Live streaming and dating platform for GenZ LGBTQ

LGBTQ heritage in San Francisco to be saved from now on

LGBTQ heritage in San Francisco to be saved from now on


In time for San Francisco Pride, San Francisco officials this week were set to approve the formation of a cultural district in the Castro to preserve the neighborhood’s LGBTQ heritage.

The Castro Lesbian, Gay, Bisexual, Transgender, and Queer (LGBTQ) Cultural District adds to the other LGBTQ-focused cultural districts previously adopted, including the Compton’s Transgender Cultural District and the Leather and LGBTQ Cultural District.

It would also be the seventh one formed as one way to counter the impacts of the rising costs amid the ongoing tech boom.

“I thought it was important to try and get it done in time for this year’s Pride,” Supervisor Rafael Mandelman said at a recent board Rules Committee hearing.

Mandelman said the effort to form the cultural district began in 2017 “when members of the community expressed to my predecessor Jeff Sheehy a desire to ensure that the Castro’s past and present as one of the most important queer neighborhoods in the world be preserved and that a cultural district be formed to protect the future of the neighborhood’s LGBTQ cultural identity.”

“The Castro has been recognized worldwide for half a century as a symbol of queer liberation and an enclave for queer people to find safety, acceptance and chosen family,” he said.

Cultural districts create city-funded strategies and allocate grants to preserve the unique history of a neighborhood.
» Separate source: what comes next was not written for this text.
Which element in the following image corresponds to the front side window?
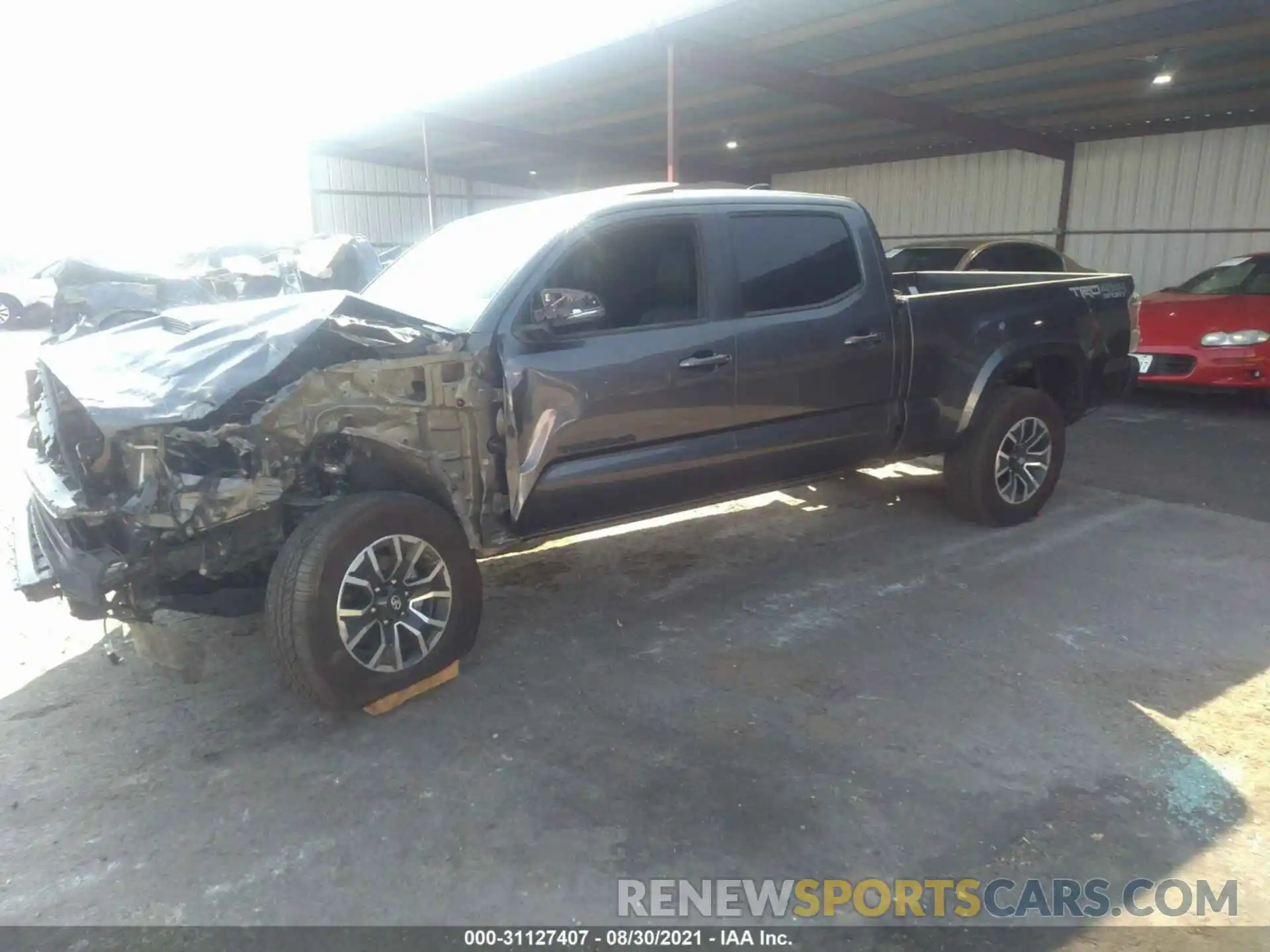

Voters embraced the idea by passing in November 2018 Proposition E, Hotel Tax For the Arts, which repurposed existing hotel tax revenue to various art programs, including an estimated $3 million annually for cultural districts.

The funding is distributed through grants by the Mayor’s Office of Housing, which is also tasked with drafting the cultural preservation strategy plans. In April, for example, the Mayor’s Office of Housing offered up to $230,000 in grants per the six existing cultural districts, which includes the Japantown Cultural District, African American Arts and Cultural District in the Bayview, SoMa Pilipinas – Filipino Cultural District in the South of Market and the Calle 24 Latino Cultural District in the Mission.

Under the legislation, the Mayor’s Office of Housing has until June 30, 2021 to submit a Cultural, History, Housing, and Economic Sustainability Strategy Report identifying the heritage of the district as well as economic and legislative proposals to the Board of Supervisors and the mayor.

Jesse Oliver Sanford, who has lived in a queer co-op at the corner of 18th and Castro streets for 15 years, spent the past year as chair of the working group’s governance committee to form the cultural district.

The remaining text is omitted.